Drone enthusiasts may be disappointed to learn that a new algorithm has been demonstrated to outperform human pilots in determining the quickest trajectory to guide a quadrotor — a drone with four propellers — through a circuit. In a drone race, an autonomously flying quadrotor outperformed two human pilots for the first time. The success is based on a novel algorithm that calculates time-optimal trajectories while taking the drones’ limitations into account.
Drones must be quick in order to be useful. Because of their limited battery life, they must complete whatever task they are assigned – searching for survivors on a disaster site, inspecting a building, or delivering cargo – as quickly as possible. And they may have to do it by inspecting a series of waypoints such as windows, rooms, or specific locations, using the best trajectory and the appropriate acceleration or deceleration at each segment.
For the first time, an autonomously flying quadrotor has outperformed two human pilots in a drone race. The success is based on a novel algorithm that calculates time-optimal trajectories that fully consider the drones’ limitations.
The algorithm outperforms professional pilots
Human drone pilots are very good at this and have consistently outperformed autonomous systems in drone racing. A team of researchers at the University of Zurich (UZH) has developed an algorithm that can find the quickest trajectory to guide a quadrotor (a drone with four propellers) through a circuit of waypoints. “On an experimental race track, our drone beat the fastest lap of two world-class human pilots,” says Davide Scaramuzza, head of the Robotics and Perception Group at UZH and the Rescue Robotics Grand Challenge of the NCCR Robotics, which funded the research.
“The algorithm’s novelty is that it is the first to generate time-optimal trajectories that fully account for the drones’ limitations,” Scaramuzza says. Previous works relied on simplifications of either the quadrotor system or the flight path description and thus were suboptimal. “The key idea is that, rather than assigning sections of the flight path to specific waypoints, our algorithm simply tells the drone to pass through all waypoints, without specifying how or when to do so,” explains Philipp Foehn, Ph.D. student and first author of the paper.
External cameras provide position information in real-time
The algorithm and two human pilots flew the same quadrotor through a race circuit, according to the researchers. External cameras were used to precisely capture the motion of the drones and, in the case of the autonomous drone, to provide real-time information to the algorithm on where the drone was at any given time.
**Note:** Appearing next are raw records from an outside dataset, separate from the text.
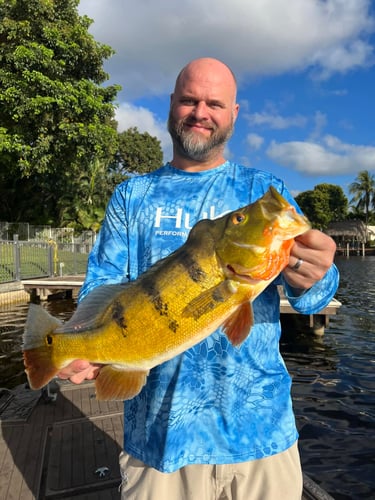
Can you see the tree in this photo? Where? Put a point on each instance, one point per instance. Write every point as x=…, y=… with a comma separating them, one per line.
x=138, y=152
x=56, y=117
x=363, y=191
x=324, y=204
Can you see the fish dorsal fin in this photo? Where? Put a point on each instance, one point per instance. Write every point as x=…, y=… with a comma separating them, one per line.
x=90, y=310
x=115, y=383
x=237, y=327
x=209, y=299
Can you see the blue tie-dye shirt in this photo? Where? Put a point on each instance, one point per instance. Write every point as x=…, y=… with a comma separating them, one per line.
x=214, y=403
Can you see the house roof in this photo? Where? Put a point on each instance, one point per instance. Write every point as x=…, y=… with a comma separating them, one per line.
x=348, y=229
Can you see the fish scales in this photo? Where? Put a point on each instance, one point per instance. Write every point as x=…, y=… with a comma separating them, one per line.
x=208, y=282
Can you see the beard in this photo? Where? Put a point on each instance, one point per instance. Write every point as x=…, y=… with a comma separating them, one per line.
x=192, y=145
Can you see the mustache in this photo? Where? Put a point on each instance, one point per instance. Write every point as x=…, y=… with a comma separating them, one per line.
x=191, y=120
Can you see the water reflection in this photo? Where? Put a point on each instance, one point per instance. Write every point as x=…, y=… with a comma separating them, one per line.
x=334, y=388
x=333, y=382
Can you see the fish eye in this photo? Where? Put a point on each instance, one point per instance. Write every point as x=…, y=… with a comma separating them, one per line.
x=237, y=218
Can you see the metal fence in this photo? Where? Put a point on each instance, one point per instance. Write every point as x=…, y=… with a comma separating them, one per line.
x=34, y=259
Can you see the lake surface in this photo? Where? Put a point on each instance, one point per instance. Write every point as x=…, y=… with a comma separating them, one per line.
x=333, y=382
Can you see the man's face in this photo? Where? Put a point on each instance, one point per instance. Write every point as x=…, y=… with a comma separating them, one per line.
x=202, y=114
To ensure a fair comparison, human pilots were given the opportunity to practice on the race track prior to the race. However, the algorithm triumphed: all of its laps were faster than the human ones, and its performance was more consistent. This is not surprising given that, unlike human pilots, once the algorithm has discovered the best trajectory, it can faithfully reproduce it many times.
Before it can be used commercially, the algorithm must become less computationally demanding, as it currently takes up to an hour for the computer to calculate the time-optimal trajectory for the drone. In addition, for the time being, the drone relies on external cameras to determine its location. The scientists intend to use onboard cameras in future research. However, the demonstration that an autonomous drone can, in theory, fly faster than human pilots is encouraging. “This algorithm has a lot of potential applications in package delivery with drones, inspection, search and rescue, and other areas,” Scaramuzza says.
Human vs algorithm
The researchers had the algorithm and two human pilots fly the same quadrotor through a race circuit, using external cameras to precisely capture the motion of the drones and – in the case of the autonomous drone – to give the algorithm real-time information on where the drone was at any given time.
To ensure fairness in the race between algorithm and human pilots, the humans were given the opportunity to practice on the circuit prior to the race. However, the algorithm triumphed: all of its laps were faster than the human ones, and its performance was more consistent.
This is not surprising, because once the algorithm has determined the best trajectory, it can faithfully reproduce it many times, unlike human pilots, who cannot replicate the same flight path. The algorithm inspects a series of waypoints such as windows, rooms, or specific locations, choosing the best trajectory and the appropriate acceleration or deceleration at each segment.
“This is the first algorithm that computes the fastest trajectory while taking into account all quadrotor limitations. Previous attempts relied on simplifying the flight trajectory or quadrotor model,” Scaramuzza explained.
It can even aid in drone racing, which entails passing through a series of gates in the shortest amount of time possible. “The path is even faster than that planned by world-class drone racing pilots,” he said, adding that the applications go far beyond drone racing.